When finally young Woolworth did find work, without wages, and after two and a half years moved on to another job at $10 a week, so complete a failure did he prove at selling goods, according to B.C. Forbes, writing in Leslie’s, that his small pay was reduced instead of increased-and the shock temporarily shattered his health. Biography probably contains no more novel experience of an American captain of industry.
It was in 1873 that young Woolworth arrived in Watertown, N.Y., with a note of introduction to the senior partner of Augsbury and Moore, dry goods merchants, but didn’t want them.

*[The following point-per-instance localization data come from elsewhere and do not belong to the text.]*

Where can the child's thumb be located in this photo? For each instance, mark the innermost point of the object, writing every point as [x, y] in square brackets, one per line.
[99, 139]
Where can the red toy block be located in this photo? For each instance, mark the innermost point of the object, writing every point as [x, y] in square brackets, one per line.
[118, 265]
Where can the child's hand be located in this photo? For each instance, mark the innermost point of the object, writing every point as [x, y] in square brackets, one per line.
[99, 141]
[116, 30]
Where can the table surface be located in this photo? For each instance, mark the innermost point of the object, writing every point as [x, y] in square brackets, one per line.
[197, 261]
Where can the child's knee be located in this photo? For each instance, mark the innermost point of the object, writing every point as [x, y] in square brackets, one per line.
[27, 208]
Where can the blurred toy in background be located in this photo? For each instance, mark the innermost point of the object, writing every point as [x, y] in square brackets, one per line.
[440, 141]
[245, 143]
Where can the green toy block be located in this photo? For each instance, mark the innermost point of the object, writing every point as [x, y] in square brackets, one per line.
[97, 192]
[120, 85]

At the end of two and a half years he was getting $6 a week. Hearing of a vacancy in another store he went to apply. But when he saw how higgledy-piggledy everything was he decided to name a high salary, thinking to be turned down. He asked $10 a week and was astonished when the proprietor said,: “All right, when will you commence?” He took the job, and on this big salary he felt justified in getting married. After a couple of months, the proprietor met him in the basement one day and unceremoniously told him there were boys getting $6 a week who sold more goods than he sold, and that they could not continue to pay him $10 a week. So his pay was cut to $8 a week-and he a married man.
“This was a terrible blow, and under it my health gave way. For a year I was at home unable to do a stroke of work. I became convinced that I was not fitted for mercantile life. Eventually my former employers offered me $10 a week to come back and tone up the store. I remained with them two years until I opened up my first five-cent store at Utica, N.Y., on February 22, 1879.”

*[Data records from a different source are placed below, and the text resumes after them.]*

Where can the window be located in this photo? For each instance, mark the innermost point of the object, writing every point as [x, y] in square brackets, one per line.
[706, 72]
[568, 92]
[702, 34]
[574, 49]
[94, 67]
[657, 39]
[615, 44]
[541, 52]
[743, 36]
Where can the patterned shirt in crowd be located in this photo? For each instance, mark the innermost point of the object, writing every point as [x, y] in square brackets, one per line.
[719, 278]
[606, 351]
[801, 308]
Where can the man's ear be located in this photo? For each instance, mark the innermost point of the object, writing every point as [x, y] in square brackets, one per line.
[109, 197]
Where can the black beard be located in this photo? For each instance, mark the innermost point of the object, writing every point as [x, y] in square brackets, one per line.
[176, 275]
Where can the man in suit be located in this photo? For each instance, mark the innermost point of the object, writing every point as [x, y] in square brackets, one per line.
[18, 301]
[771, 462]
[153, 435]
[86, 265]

We read that, less than two years after the pioneer five-and-ten-cent store idea was inaugurated, its author finding himself worth $2,000, “which looked bigger to him then, than $20,000,000 would now,” and in need of a vacation, revisited Watertown and “was received like a conquering hero.”
Incidently three out of the first five stores opened by Woolworth proved failures. In fact it was not until he opened a five-and-ten-cent store in New York in 1886, and again lost his health through overwork, that he began to see success written in big letters. Since his first breakdown his health had never recovered fully and at the time, we read, he was running his New York office single-handed, with the result that he was stricken with typhoid fever and for eight weeks was unable to attend to business.

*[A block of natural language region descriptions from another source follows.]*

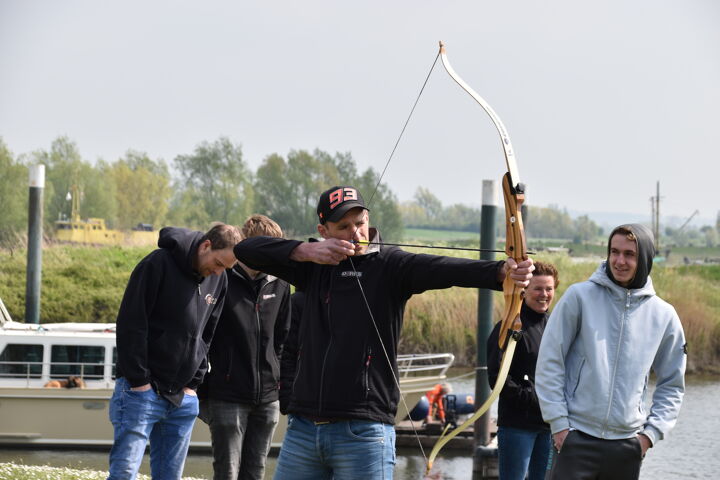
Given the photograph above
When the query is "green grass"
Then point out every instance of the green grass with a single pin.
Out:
(79, 284)
(12, 471)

Today-thirty years later-the business boasts a store in every town of eight thousand population or more in the United States, has a daily average of over two and a quarter million customers and gives employment to between forty and fifty thousand people. It has become a $65,000,000 organization whose most colossal advertisement, if not monument, is the sixty story New York skyscraper for which the erstwhile Watertown “failure” paid $14,000,000 in cash. His somewhat Napoleonic ambition, we read, is “to open a store in every civilized town throughout the world.”